In the wake of West Germany's elections, the Reagan administration is giving new top-level consideration to arms control, according to officials here. Despite their satisfaction with the election outcome in West Germany, administration officials are convinced that a major effort must continue to be made to convince West Europeans, and the Germans in particular, that the administration is serious about arms control.
This could - over the next few weeks or months - produce a new statement by President Reagan and possibly a new proposal to the Soviet Union on reducing European-based intermediate-range nuclear missiles.
A State Department official said that the feeling among specialists in the department was one of relief rather than triumph over the West German elections. Relief, he said, because had the election gone the other way and put the opposition Social Democrats in power instead of Helmut Kohl's Christian Democrats, it would have produced greater uncertainties in the Western alliance.
It would have made it less certain, first of all, that the West Germans would agree to go ahead with the deployment of new American nuclear missiles in Europe , a deployment the Reagan administration regards as essential if the Soviets are to be induced to make arms control compromises.
Mixed with the feeling of relief is a conviction on the part of officials here that there is still strong support, throughout the West German electorate, for arms control.

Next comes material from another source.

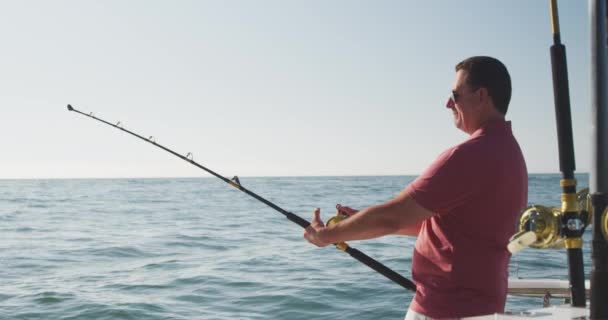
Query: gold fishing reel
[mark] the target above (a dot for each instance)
(333, 220)
(540, 227)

There is still a danger, officials say, that Social Democratic opponents of the center-right government which won victory in the election will become ''radicalized.''
''It's still a complicated situation,'' said a State Department official. ''We still have to work to make sure the whole thing doesn't move in a radical direction.''
But the official adds, ''There is no reason why we can't convince the vast majority of German people that we are serious about arms control. We want to keep people out of the streets.''
Stanley Hoffmann, an expert on Western Europe at Harvard University, said that regardless of the German election outcome, West European leaders will press the Reagan administration to produce a new proposal for an interim agreement on medium-range nuclear missiles which would fall short of President Reagan's zero-option proposal.
This in turn might bring to the surface unresolved differences between the State and Defense Departments over how far to go in retreating from the zero-option. That proposal calls on the Soviets to dismantle all of their medium-range missiles targeted on Western Europe in return for an American agreement not to deploy new missiles in Western Europe.

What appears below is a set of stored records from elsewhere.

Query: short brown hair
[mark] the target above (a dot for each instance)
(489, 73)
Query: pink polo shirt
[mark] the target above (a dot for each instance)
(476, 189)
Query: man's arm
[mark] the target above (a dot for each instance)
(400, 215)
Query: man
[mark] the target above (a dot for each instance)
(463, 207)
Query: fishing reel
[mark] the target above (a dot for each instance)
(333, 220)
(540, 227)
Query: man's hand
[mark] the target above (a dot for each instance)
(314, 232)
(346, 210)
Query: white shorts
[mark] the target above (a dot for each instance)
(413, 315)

Professor Hoffmann, who was in the Soviet Union a few weeks ago for a conference of international relations specialists, said he thought that despite a West German election outcome which undoubtedly displeased the Soviets, the Soviets may be reluctant to enter an arms control agreement with the Reagan administration.
''I'm not sure the Soviets are keen to give Ronald Reagan an arms control agreement and facilitate his reelection,'' said Hoffmann. ''My guess is they'll wait. . . . They can still hope that if we start deploying missiles, it will create turmoil in Western Europe.''
A State Department specialist on Europe disagreed with this assessment, arguing that the Christian Democrats' election victory in West Germany has improved the chances that the Soviets will move toward a compromise in the US-Soviet talks being held on medium-range missiles in Geneva.

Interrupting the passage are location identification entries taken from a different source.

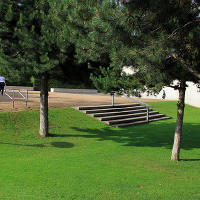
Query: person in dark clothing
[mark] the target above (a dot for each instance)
(2, 84)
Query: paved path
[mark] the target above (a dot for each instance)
(58, 100)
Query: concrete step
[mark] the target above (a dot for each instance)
(133, 119)
(140, 122)
(113, 109)
(107, 106)
(131, 115)
(106, 114)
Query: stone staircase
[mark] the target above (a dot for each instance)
(121, 115)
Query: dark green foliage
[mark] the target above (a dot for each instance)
(160, 39)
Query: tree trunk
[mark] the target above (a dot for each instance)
(179, 123)
(44, 124)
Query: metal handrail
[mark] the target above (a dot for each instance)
(140, 102)
(13, 96)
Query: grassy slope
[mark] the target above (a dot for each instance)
(88, 160)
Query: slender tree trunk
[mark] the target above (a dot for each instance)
(179, 123)
(44, 124)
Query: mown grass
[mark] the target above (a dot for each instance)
(88, 160)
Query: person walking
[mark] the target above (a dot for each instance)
(2, 84)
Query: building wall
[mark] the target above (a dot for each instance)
(192, 96)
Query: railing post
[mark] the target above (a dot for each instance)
(147, 114)
(13, 99)
(113, 95)
(26, 98)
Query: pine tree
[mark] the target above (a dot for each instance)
(160, 39)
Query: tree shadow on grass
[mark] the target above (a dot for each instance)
(160, 134)
(62, 144)
(54, 144)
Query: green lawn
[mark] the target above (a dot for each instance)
(88, 160)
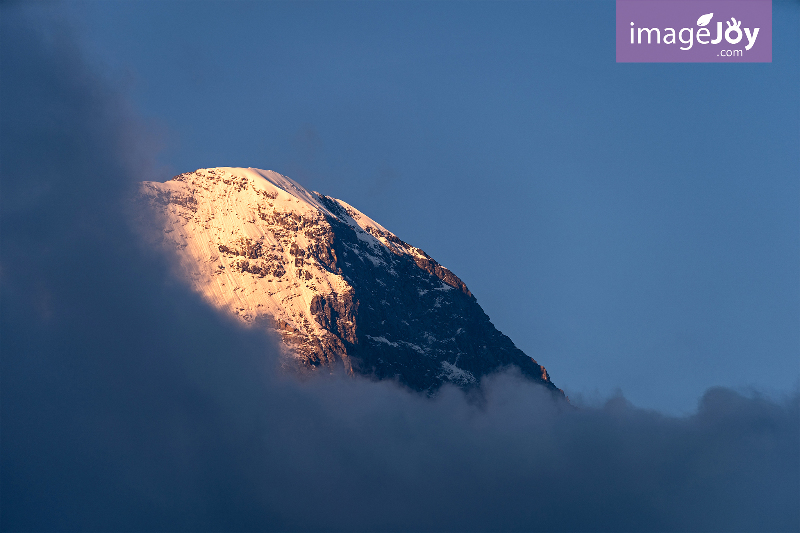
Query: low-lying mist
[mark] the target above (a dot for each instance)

''I think that what we have predicted is what is going to happen,'' the official said. ''I think the Soviets will get serious within the next few months. They really do not want us to deploy those missiles.''
The official said Soviet officials had informed their American counterparts they were convinced that without an arms control agreement, the planned deployment of new US missiles in Europe would go forward. This is the impact which the Americans have long been striving for.
Pressure on the Reagan administration from Europe for a new arms control agreement is likely to be accompanied, meanwhile, by pressure from within the US as well.
A new national survey of American public opinion published March 7 indicates that American public support for increased defense spending has dropped substantially over the past four years and that peace and arms control have become higher priorities. The survey, prepared by the Chicago Council on Foreign Relations, showed that 77 percent of the public favors negotiating arms control agreements.